Fix bad formatting of error messages about EOF in multi-line statements #2343

tanvimoharir · 2021-06-20T14:57:09Z

tanvimoharir · 2021-06-20T14:58:56Z

src/black/parsing.py

+        except TokenError as te:
+            lineno, column = te.args[1]
+            lines = src_txt.splitlines()
+            try:
+                faulty_line = lines[lineno - 1]
+            except IndexError:
+                faulty_line = "<line number missing in source>"
+            exc = InvalidInput(f"Cannot parse: {lineno}:{column}: {faulty_line}")
+


I have tried to keep the format consistent with ParseError above but still need to correct the values for lineno,column and faulty_line (which are currently wrong)

I think we can do without the duplication of code by conditionalizing (made that up right now :p) the lineno. and col. information extraction code. So in the end it would look something like this (warning: untested):

try: result = drv.parse_string(src_txt, True) break except (ParseError, TokenError) as err: if isinstance(err, ParseError): lineno, column = err.context[1] else: lineno, column = err.args[1] lines = src_txt.splitlines() try: faulty_line = lines[lineno - 1] except IndexError: faulty_line = "<line number missing in source>" exc = InvalidInput(f"Cannot parse: {lineno}:{column}: {faulty_line}")
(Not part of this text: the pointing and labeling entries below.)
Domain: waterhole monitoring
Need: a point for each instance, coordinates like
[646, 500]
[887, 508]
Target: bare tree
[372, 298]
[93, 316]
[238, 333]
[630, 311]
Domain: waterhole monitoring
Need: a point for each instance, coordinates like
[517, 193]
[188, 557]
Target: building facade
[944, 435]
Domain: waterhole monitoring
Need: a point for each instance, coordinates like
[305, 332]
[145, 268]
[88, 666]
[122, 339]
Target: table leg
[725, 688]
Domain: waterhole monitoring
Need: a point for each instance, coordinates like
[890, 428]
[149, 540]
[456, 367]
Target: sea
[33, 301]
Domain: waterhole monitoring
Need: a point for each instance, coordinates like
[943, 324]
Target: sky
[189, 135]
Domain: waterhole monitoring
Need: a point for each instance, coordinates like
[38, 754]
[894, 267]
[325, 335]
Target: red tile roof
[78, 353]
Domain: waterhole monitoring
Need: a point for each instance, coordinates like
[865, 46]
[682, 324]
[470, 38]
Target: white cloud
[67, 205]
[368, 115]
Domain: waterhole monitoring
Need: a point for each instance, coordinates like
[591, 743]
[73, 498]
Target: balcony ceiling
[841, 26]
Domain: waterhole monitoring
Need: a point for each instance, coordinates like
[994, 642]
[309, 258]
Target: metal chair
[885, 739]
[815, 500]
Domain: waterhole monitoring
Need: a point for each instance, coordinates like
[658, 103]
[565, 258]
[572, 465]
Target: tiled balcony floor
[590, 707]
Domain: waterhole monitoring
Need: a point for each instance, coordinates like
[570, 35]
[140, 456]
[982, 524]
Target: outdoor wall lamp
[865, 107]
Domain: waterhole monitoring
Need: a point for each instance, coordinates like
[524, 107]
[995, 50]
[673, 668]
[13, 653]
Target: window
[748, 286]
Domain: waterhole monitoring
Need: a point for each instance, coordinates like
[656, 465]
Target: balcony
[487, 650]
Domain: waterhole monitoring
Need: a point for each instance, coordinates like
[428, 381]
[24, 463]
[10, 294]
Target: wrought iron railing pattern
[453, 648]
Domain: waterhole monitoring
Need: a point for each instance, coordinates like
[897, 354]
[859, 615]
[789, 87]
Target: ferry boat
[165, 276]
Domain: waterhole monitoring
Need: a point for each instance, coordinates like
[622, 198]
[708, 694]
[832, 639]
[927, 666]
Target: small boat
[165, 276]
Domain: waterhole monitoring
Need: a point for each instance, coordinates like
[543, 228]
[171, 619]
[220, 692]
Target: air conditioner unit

Thanks I will try this. I had initially thought of making changes here https://github.com/psf/black/blob/main/src/blib2to3/pgen2/tokenize.py#L177

ichard26

Hi there,

Thanks for the PR! It's great to see this getting closer to being fixed. I looked over your work and I have a few suggestions and requests to make, so let's get started:

It would be extra fantastic to catch and print out a prettier error message for IndentationError as well. The main difficulty would probably be getting the line no. and col. information out of the exception object since this exception is a built-in exception and has a different argument setup than TokenError (or ParseError) which are custom. Although I wouldn't mind deferring IndentationError because the current error message isn't that bad actually:

~ via Python v3.8.5 took 1m10s232ms 
123❯ cat test.py
def t():
    hello = "world"

  a = 123

~ via Python v3.8.5 
1❯ black test.py --check
error: cannot format test.py: unindent does not match any outer indentation level (<tokenize>, line 4)
Oh no! 💥 💔 💥
1 file would fail to reformat.

Here's the only place where IndentationError is raised in blib2to3:

black/src/blib2to3/pgen2/tokenize.py

Line 522 in 1bedc17

raise IndentationError(

Second thing, it would be awesome if a test ensuring TokenError doesn't hit the top-level exception handler would be added, although I wouldn't block on this.

Finally, you'll need a changelog entry in CHANGES.md that describes what your patch does. Don't forget to add your PR number to the end. While you're doing that, you can also add yourself to the AUTHORS.md file!

Oh, by the way, you can use special keywords in the PR description so GitHub will automatically close an issue upon merge. You can read more here: https://docs.github.com/en/github/managing-your-work-on-github/linking-a-pull-request-to-an-issue#linking-a-pull-request-to-an-issue-using-a-keyword. This makes sure any issue that should be closed are in fact closed (and I won't have to go proactively hunt for such issues!), keeping our very chaotic issue tracker ever so slightly less chaotic and scary :) Although, if this PR doesn't end up covering IndentationError, closing the issue might not be the right call.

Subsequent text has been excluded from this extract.